HIV/AIDS In The Lives Of Gay And Bisexual Men In The United States
Section 5: Information And The Role Of Different Groups
Interest In Getting More Information About HIV
While many gay and bisexual men say they “have all the information they need” about various aspects of HIV prevention, testing, and treatment, substantial shares say they would like to know more. At the top of the list, six in ten (60 percent) would like to have more information about medication to prevent the transmission of HIV among HIV-negative persons, and half (50 percent) say they’d like to know more about how soon to begin treatment after testing positive. About four in ten say they’d like more information about the relative risk of different sexual behaviors (40 percent) and how often to get tested (39 percent), while about three in ten want to know more about how to bring up the topic of testing with a partner (31 percent), how to talk with health care providers about HIV (31 percent), the effectiveness of condoms (30 percent), and where to go to get tested (28 percent).
Gay and bisexual men who are members of racial and ethnic minority groups are more likely than their white counterparts to say they’d like to have more information in most of these areas. For example, 58 percent of minorities versus 31 percent of whites say they want more information about how often to get tested, and 46 percent of minorities versus 20 percent of whites want to know more about where to go to get an HIV test. These results are consistent with earlier Kaiser Family Foundation surveys of the general public, which found that African Americans and Hispanics were more likely than whites to report a desire for more HIV-related information.1
Perceptions Of Progress And Who Is Doing Enough To Combat HIV
Nearly two-thirds (64 percent) of gay and bisexual men say the U.S. is making progress when it comes to the impact of HIV in the country today, higher than the share of the general public who say the same (40 percent).
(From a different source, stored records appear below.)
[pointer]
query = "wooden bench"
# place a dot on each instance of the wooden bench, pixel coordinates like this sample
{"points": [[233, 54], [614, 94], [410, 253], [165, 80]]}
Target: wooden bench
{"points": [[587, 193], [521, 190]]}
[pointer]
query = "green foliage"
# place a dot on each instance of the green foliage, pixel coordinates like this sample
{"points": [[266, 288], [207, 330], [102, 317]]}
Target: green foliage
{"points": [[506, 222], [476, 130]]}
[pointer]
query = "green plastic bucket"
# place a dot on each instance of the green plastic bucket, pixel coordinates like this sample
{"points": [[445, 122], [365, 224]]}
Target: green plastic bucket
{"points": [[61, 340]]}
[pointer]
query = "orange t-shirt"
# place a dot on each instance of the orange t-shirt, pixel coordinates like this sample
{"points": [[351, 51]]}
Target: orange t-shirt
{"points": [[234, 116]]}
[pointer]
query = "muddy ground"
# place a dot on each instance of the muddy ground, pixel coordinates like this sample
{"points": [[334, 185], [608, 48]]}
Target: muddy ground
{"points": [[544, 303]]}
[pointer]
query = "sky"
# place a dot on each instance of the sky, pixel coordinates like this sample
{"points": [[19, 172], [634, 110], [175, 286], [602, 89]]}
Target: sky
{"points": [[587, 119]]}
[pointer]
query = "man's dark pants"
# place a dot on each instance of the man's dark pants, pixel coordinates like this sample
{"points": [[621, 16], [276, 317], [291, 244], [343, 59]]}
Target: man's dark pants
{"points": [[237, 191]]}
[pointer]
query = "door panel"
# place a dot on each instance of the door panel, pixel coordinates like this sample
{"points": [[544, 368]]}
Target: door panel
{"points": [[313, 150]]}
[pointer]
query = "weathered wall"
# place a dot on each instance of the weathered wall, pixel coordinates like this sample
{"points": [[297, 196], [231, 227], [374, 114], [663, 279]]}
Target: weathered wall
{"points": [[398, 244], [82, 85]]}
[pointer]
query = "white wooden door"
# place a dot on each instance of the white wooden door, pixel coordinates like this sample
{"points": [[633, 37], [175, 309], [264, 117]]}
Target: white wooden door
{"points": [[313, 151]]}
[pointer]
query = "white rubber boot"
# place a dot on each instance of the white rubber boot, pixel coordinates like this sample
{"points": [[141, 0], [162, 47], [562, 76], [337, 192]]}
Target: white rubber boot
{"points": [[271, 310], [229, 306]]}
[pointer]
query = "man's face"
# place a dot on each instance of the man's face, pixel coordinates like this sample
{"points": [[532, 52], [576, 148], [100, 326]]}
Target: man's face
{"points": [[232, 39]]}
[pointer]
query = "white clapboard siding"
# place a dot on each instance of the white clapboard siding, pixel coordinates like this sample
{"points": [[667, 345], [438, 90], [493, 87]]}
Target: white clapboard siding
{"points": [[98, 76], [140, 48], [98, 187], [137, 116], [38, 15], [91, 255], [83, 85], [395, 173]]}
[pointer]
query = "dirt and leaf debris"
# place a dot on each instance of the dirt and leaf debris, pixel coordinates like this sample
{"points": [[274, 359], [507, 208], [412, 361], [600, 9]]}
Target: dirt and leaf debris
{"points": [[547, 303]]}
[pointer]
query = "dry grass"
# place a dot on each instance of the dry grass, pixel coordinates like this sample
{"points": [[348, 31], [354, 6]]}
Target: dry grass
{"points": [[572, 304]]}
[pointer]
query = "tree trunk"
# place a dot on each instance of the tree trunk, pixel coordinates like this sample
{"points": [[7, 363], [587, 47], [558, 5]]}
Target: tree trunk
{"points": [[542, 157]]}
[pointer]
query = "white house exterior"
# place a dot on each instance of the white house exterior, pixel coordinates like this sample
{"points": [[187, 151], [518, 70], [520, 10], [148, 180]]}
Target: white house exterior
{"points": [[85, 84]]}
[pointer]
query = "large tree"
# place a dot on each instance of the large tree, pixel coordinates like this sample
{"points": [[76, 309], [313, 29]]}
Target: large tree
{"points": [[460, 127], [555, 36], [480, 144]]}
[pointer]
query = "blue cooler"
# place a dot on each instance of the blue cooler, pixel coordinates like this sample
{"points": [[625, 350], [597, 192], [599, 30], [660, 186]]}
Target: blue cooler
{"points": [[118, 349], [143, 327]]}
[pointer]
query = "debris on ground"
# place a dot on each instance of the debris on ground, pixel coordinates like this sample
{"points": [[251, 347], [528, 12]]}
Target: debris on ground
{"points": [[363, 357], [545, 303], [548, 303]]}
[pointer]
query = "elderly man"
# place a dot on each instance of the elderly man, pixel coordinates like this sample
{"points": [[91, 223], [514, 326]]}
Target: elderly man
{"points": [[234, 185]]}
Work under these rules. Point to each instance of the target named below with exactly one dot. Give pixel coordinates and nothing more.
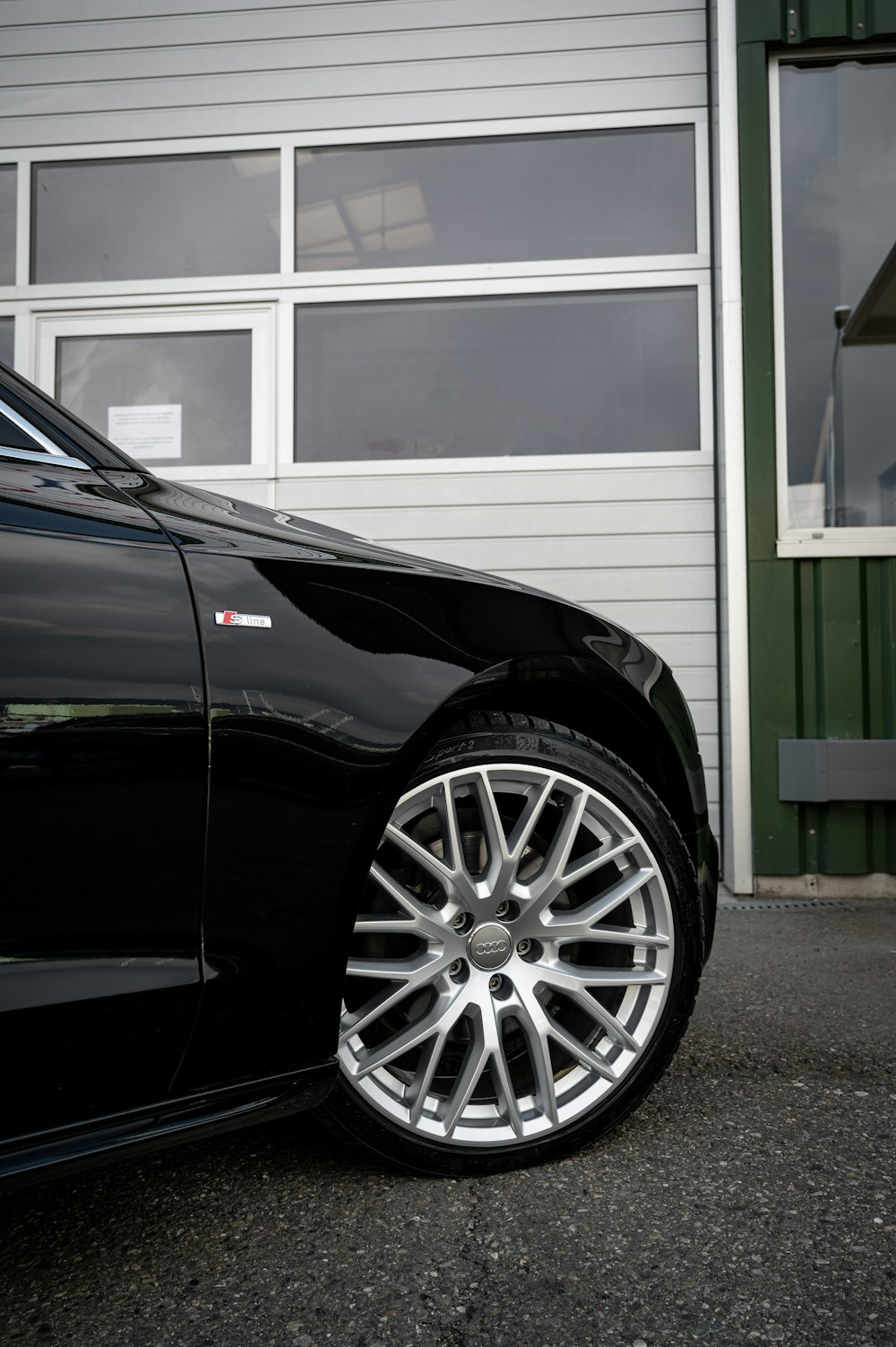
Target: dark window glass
(8, 176)
(168, 401)
(7, 340)
(599, 374)
(590, 194)
(147, 219)
(839, 198)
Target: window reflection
(186, 393)
(605, 372)
(586, 194)
(8, 174)
(839, 203)
(157, 217)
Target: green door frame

A majority (58 percent) of gay and bisexual men also believe the U.S. is making progress in regards to the impact of HIV on gay and bisexual men specifically, while 28 percent feel the problem is about the same as it has been and 13 percent say the U.S. is losing ground.
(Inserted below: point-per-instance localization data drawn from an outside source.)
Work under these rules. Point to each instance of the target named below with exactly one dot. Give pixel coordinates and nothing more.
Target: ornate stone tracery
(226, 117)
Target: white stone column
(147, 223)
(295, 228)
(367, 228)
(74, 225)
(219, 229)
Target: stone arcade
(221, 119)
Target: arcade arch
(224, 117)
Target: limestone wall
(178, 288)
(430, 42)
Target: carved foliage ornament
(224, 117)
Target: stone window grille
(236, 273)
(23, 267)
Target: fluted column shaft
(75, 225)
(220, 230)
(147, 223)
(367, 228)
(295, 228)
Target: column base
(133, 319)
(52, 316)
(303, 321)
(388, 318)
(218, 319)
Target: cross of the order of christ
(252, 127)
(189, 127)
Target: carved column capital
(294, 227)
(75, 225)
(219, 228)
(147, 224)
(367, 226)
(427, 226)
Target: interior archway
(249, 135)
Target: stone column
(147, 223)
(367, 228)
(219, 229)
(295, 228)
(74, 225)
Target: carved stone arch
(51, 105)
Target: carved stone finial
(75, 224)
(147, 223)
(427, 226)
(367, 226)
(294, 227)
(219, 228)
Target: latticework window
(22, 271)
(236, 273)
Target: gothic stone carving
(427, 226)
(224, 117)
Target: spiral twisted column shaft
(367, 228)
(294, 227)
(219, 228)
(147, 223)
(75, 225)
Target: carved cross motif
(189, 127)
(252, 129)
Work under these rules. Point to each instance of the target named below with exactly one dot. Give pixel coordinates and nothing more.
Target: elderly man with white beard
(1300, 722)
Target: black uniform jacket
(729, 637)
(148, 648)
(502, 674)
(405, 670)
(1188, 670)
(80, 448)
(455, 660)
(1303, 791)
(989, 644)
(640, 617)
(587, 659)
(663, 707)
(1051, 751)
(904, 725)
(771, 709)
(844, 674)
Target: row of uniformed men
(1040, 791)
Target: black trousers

There is a general consensus among gay and bisexual men that various groups are not doing enough to address the problem of HIV in the U.S., including Congress (74 percent say they’re not doing enough), public schools (68 percent), pharmaceutical companies (62 percent), the media (59 percent), President Obama and his administration (55 percent), religious leaders and institutions (52 percent) and businesses that target gay consumers (51 percent).
In contrast to these other institutions, 71 percent of gay and bisexual men feel that LGBT organizations are doing enough to address the problem of HIV. And as noted above, relatively few (17 percent) say lack of focus on HIV by LGBT organizations is a major reason why it has been difficult to slow the spread of HIV among gay men. Still, some would like to see more focus on HIV by gay community leaders. While a majority (56 percent) of gay and bisexual men say gay leaders are paying the right amount of attention to the issue of HIV relative to other issues, about a third (34 percent) say they’re paying too little attention.
Despite a general sense that LGBT organizations are doing enough to address the problem of HIV/AIDS in the U.S., few gay and bisexual men say that they’ve personally gotten a lot of information about the disease from these organizations – or from any other source – in the past year.
The most commonly reported source of information on HIV/AIDS is the Internet (45 percent say they have gotten at least “some” information from this source in the past year), followed by LGBT media (35 percent), HIV/AIDS organizations (33 percent), LGBT community organizations (30 percent), doctors and other health professionals (29 percent), mainstream media (22 percent), and friends and family (13 percent).